The highlight of the first evening's proceedings was a conversation between Harvard's Larry Summers, till recently President Obama's chief economic advisor, and Martin Wolf of the Financial Times. Much of the conversation centered on Mr. Summers's assessments of how useful economic research had been in recent years. .... Mr Summers was ... measured, refusing to be drawn into making blanket statements for the sake of being controversial. (He's tried that and found it doesn't always go down well, he quipped. Later, he added that he was "one of the few people who went to Washington to get away from politics".) But in its own way, his assessment of recent academic research in macroeconomics was pretty scathing.
For instance, he talked about all the research papers that he got sent while he was in Washington. He had a fairly clear categorization for which ones were likely to be useful: read virtually all the ones that used the words leverage, liquidity, and deflation, he said, and virtually none that used the words optimizing, choice-theoretic or neoclassical (presumably in the titles or abstracts). His broader point—reinforced by his mentions of the knowledge contained in the writings of Bagehot, Minsky, Kindleberger, and Eichengreen—was, I think, that while it would be wrong to say economics or economists had nothing useful to say about the crisis, much of what was the most useful was not necessarily the most recent, or even the most mainstream. Economists knew a great deal, he said, but they had also forgotten a great deal and been distracted by a lot.
Even more scathing, perhaps, was his comment that as a policymaker he had found essentially no use for the vast literature devoted to providing sound micro-foundations to macroeconomics. (So that would be most macroeconomics since the original Keynesian revolution?) On the other hand, he pointed out that while there was clearly a need to be prudent while applying research to the real world, it would also be unwise to attack it wholesale. ...

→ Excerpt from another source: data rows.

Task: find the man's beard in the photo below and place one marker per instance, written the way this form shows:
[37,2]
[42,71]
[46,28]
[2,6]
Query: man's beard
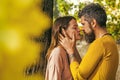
[90,37]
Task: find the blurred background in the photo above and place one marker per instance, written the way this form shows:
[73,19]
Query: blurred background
[24,38]
[112,7]
[25,31]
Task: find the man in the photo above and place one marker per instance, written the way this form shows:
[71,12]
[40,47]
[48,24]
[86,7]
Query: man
[101,59]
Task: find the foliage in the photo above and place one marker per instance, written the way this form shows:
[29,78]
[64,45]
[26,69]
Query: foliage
[20,21]
[112,9]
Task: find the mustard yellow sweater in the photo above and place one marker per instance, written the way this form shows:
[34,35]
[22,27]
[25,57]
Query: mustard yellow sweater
[99,63]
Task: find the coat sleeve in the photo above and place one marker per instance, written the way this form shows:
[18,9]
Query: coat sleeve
[54,66]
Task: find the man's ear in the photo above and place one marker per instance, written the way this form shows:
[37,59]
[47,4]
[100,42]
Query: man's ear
[93,23]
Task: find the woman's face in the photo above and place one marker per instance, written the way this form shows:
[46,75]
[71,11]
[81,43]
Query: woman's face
[73,28]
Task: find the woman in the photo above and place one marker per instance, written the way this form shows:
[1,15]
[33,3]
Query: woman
[57,58]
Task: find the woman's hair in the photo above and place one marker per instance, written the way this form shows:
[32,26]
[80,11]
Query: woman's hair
[96,11]
[59,23]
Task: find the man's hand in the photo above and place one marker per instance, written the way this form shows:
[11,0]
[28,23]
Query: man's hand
[67,43]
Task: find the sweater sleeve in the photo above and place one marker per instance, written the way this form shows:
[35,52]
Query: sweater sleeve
[88,63]
[54,66]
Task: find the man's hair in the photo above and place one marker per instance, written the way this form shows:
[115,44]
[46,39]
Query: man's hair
[94,11]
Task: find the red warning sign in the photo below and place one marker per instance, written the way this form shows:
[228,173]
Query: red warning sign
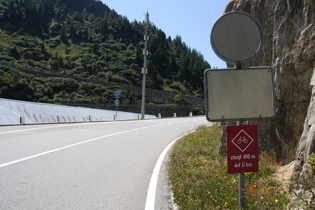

Let me add one more thing from a talk by Kennth Rogoff last night, something echoed by Summers. Rogoff said that he took a class with Kindleberger while he was writing his famous book on Manias, Panics, and Crashes, but because it was non-mathematical and mostly narrative, the students didn't think he was doing "real" research. Summers said he had similar views as a grad student, views that have evolved over time. The message was that the sociology of the profession needs to change so that it embraces this type of work. I agree, and expect will hear more about this on the panel on economic education later today [program].